Sure enough, Chloe was there, her head swinging to him as he walked in. Grady went up and saw Cole lying back on the horse blankets in the stall next to hers. Chloe moved and put her head over the edge as if she were guarding Cole, giving Grady the stink eye.
“Ain’t too cold tonight,” Grady said.
“It’s cold enough,” Cole replied.
Grady braced his arms on the stall door and looked down at him, at where he’d made himself right at home with a makeshift bed and his horse—who should’ve been in the pasture for the night.
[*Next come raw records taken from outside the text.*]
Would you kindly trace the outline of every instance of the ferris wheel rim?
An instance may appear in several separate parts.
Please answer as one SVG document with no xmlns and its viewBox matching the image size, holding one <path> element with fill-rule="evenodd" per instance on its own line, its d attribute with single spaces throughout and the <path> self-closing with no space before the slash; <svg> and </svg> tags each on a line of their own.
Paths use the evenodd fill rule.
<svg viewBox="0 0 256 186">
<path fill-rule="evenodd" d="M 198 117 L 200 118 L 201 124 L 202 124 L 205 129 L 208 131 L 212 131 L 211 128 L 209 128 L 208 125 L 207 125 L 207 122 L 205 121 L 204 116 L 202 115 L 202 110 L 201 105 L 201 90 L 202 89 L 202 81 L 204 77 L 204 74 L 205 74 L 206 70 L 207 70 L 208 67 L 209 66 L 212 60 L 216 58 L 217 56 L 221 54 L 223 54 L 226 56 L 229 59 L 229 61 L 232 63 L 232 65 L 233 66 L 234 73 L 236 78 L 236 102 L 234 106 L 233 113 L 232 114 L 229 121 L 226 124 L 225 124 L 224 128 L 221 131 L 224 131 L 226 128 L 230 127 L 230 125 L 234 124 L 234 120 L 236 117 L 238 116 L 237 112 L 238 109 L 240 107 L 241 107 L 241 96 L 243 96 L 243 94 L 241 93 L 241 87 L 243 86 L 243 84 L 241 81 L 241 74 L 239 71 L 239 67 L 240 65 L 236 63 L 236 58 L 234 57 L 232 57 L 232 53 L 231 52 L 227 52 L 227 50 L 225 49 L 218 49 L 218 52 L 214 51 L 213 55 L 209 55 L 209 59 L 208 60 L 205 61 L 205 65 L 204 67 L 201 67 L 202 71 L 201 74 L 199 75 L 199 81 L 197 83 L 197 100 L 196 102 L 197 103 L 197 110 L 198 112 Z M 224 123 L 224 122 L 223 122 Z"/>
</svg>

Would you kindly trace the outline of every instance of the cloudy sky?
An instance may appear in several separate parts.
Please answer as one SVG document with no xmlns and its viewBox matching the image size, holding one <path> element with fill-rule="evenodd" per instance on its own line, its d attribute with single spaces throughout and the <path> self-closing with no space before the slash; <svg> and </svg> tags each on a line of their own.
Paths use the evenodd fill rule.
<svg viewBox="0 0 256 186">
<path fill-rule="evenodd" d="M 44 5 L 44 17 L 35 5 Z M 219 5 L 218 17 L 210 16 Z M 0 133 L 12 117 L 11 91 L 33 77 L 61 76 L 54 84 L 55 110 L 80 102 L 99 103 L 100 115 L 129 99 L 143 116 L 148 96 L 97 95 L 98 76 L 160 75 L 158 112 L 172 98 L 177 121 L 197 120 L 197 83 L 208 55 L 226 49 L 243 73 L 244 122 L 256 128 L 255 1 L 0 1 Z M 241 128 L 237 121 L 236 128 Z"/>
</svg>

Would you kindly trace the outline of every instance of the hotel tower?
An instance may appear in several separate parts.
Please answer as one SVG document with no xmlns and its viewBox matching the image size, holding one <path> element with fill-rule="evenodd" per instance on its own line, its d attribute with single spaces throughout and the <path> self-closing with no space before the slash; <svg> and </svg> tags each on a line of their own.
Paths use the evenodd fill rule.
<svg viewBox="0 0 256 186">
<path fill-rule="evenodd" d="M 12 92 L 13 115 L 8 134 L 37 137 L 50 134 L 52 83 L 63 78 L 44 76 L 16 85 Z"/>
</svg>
“You ain’t gonna come in?”
Cole snorted.
“She’s asleep,” Grady said and didn’t know why he said it, why he was explaining anything.
“I’m all right out here.”
“All right,” Grady replied. He didn’t move. Everything felt off. But then Grady realized that no, only one thing felt off.
He couldn’t recall what it felt like not to kiss Cole as the last thing he did in a day.
Cole was watching him, steady but guarded in a way Grady wasn’t used to from him anymore. Grady knew he couldn’t go into the stall and kiss Cole because for one thing, he wouldn’t be able to stop, and for another, he had his wife asleep in his bed, and even accounting for what happened last time, that was before. And before what, exactly, Grady couldn’t have said, but it was before something shifted between him and Cole, between him and Charmaine.
“You be needin’ anything else tonight?” Cole asked after a while. It sounded forced and hopeful all at once.
“I ain’t sure,” Grady said and heard the honesty in it.
“You ain’t sure,” Cole replied bitterly.
“I’ll see you in the morning then.” Grady pushed himself up and went out.
Grady went in, sat on the couch, leaned back and blew out a breath.